A debugger that let you step backwards in time. It's easy to break a program at the point it crashes. It's often not so easy to see why that's occurred and figure out what steps led to that point.

I have a feeling that I heard about something along those lines a little while ago, but can't recall what it is. Nonetheless, there's no "step backwards" button in Visual Studio, so I can dream.

Peter
@Peter: You can move the line of execution by clicking on the yellow arrow and dragging it up in Visual Studio to a line above, but I don't think that rewinds your program.
Chris
Yea, you have to restart the program, which works for debugging most of the time, but not when the crash was introduced by specific user input or other external conditions.
Calvin
There are debuggers which can do this, for OCaml, for example.
Andy
Chris: No it doesn't rewind the program, just jumps to that line.
Peter
Does OCaml keep a history of program states?
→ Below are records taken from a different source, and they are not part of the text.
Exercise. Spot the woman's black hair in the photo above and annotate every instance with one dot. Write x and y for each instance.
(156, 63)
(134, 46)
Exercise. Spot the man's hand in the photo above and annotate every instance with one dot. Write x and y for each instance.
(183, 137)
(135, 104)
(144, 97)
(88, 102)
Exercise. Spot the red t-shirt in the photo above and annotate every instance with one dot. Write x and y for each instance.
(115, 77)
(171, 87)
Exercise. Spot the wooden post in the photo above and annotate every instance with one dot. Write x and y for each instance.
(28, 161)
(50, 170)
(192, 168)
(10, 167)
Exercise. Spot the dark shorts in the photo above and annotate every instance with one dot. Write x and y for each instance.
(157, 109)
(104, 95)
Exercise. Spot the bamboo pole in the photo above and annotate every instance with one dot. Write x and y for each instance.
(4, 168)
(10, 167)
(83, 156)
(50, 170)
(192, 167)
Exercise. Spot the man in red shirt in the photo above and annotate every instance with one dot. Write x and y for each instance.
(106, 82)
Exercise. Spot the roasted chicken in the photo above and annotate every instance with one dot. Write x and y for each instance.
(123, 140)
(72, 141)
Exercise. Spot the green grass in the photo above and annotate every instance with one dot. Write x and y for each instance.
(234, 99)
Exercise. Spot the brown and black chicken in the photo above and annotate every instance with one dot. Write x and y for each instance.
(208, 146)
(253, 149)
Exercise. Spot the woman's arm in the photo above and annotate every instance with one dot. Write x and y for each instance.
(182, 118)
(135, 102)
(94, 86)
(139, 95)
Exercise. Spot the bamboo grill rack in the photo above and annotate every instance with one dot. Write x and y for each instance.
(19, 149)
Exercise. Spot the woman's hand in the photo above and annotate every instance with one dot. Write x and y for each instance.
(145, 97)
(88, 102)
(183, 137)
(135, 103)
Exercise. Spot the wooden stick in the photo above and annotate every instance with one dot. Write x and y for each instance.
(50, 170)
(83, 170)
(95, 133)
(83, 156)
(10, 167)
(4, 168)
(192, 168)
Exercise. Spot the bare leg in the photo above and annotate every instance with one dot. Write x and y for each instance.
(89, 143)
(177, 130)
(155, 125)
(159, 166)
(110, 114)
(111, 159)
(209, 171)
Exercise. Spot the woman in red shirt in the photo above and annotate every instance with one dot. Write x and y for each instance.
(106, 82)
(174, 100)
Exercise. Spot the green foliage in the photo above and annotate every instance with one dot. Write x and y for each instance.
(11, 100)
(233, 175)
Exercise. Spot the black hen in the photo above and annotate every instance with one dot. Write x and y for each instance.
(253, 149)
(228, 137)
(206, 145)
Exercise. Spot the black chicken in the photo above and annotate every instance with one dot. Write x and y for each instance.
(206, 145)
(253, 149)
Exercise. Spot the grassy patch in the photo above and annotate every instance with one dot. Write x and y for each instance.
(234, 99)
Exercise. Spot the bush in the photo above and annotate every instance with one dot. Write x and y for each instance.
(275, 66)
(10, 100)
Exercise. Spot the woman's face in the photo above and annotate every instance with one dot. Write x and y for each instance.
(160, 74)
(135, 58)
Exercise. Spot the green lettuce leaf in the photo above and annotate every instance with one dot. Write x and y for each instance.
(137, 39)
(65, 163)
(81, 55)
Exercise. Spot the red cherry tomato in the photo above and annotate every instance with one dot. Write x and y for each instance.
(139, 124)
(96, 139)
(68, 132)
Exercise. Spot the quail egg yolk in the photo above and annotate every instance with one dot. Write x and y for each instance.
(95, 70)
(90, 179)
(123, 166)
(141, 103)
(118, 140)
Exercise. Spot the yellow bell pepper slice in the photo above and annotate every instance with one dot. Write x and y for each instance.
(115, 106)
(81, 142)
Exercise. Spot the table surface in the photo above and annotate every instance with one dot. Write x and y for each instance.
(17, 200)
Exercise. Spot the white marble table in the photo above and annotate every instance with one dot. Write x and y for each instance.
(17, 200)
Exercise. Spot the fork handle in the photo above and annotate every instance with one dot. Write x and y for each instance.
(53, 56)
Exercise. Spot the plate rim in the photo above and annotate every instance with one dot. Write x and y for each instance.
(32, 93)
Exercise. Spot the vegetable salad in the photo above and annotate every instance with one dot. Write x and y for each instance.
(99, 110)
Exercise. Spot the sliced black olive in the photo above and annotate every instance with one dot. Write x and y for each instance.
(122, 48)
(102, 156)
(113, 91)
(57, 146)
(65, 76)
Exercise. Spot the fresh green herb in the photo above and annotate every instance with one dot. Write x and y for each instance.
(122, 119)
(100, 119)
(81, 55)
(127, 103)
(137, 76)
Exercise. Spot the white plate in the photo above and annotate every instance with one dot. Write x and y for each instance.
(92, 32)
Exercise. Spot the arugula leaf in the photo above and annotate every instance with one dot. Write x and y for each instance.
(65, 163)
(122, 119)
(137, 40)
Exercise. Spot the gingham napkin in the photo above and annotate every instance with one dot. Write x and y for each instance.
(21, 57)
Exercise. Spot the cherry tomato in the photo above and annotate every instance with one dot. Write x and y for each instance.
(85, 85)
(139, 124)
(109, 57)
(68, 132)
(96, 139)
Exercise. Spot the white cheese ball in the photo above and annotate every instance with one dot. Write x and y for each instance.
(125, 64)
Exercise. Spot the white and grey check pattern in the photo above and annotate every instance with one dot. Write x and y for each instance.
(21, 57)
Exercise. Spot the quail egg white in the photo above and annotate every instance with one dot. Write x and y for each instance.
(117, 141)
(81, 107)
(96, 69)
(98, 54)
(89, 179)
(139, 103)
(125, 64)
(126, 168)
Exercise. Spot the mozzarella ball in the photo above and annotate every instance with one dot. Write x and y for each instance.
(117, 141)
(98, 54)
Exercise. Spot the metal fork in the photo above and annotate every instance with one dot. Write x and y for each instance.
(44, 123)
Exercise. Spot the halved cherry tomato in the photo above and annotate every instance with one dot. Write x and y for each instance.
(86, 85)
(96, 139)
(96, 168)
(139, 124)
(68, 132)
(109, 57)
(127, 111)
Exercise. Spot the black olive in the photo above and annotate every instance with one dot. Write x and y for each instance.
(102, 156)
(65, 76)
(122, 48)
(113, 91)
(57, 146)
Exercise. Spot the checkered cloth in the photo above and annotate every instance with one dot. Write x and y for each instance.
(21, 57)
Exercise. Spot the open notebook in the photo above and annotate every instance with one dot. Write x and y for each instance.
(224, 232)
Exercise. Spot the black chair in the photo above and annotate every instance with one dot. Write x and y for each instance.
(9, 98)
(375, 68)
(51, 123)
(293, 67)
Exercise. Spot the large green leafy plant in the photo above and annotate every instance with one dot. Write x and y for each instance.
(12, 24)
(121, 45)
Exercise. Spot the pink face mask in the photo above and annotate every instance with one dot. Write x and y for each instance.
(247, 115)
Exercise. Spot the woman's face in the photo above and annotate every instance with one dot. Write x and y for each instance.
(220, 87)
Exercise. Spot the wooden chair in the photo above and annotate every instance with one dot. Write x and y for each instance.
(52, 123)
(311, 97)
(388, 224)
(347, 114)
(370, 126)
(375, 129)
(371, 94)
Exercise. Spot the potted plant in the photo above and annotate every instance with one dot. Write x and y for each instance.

That seems like the only way you could "rewind" a program execution.
Calvin
There is an experimental java debugger which does exactly this: http://www.lambdacs.com/debugger/
Wim Coenen
A: 

A tool to automatically translate my vague thought processes into working code.

This tool would need to understand advanced concepts such as "you know" and "that other thing."

j_random_hacker
Yea mean a program that can decode "step 2. ???"
Calvin
@Calvin: Precisely!
j_random_hacker
I believe you're looking for step 3 :)
Porges
+1  A: 

A profiler/debugger for analyzing code running on a distributed system, allowing you to debug/step through these hosts and there network interactions from a single runtime would be really neat and with the popularity of distributed systems is going to be a must. Its especially hard to debug such systems currently since there are so many small conditions which can cause chain reactions on other systems...

JH
+1  A: 

An optimizing compiler that actually does all the things everyone thinks that it should.

Crashworks
+1  A: 

An ongoing area of research is how to create multiple editable views of a program that cross-cut various concerns. Some examples are allocation, transactions, locking, data flow, control flow, tracing, logging, etc. Note that the difficult part is being able to edit the program in all views, and combine the pieces in a productive way. This is a programming language as well as a development tool challenge.

Roly Perera has a nice introductory blog entry about this. I found that via a LtU thread about Fluid AOP (a name attributed to Gregor Kiczales).

Doug Currie
+1  A: 

Two that I would pay cash money for:

  • An easy way to track changes to a business object. At this point I would be happy with an "IsDirty" flag but the ability to inspect original and changed values and rollback changes would be nice.
  • A UI framework that made it easier to write read-only and editable views of the same data.
Jamie Ide
+1 Definitely. I've wished for a "SVN repository for business objects" a few times.
Wim Coenen
+2  A: 

An IDE with great IntelliSense / Code completion for dynamic languages like Python and PHP.

adolfojp
such an IDE does exist for php, it's called NetBeans and it's a 23MB free download. it also comes with a fully operational debugger; stepping, wathes and everything. Dunno 'bout Python tho
Kris
+1  A: 

I'd truly love to see an application that fully supports refactoring even complex C++ source code. It is so unnecessarily tedious having to do all this stuff manually.

Refactoring C++, or rather Static Analysis of C++ source code and automated transformations have always been a big PITA.

C++ source code needs to become a query-able entity, like an RDBM, so that we can easily transform it using queries, ideally using a custom SQL-based refactoring language or dialect thereof.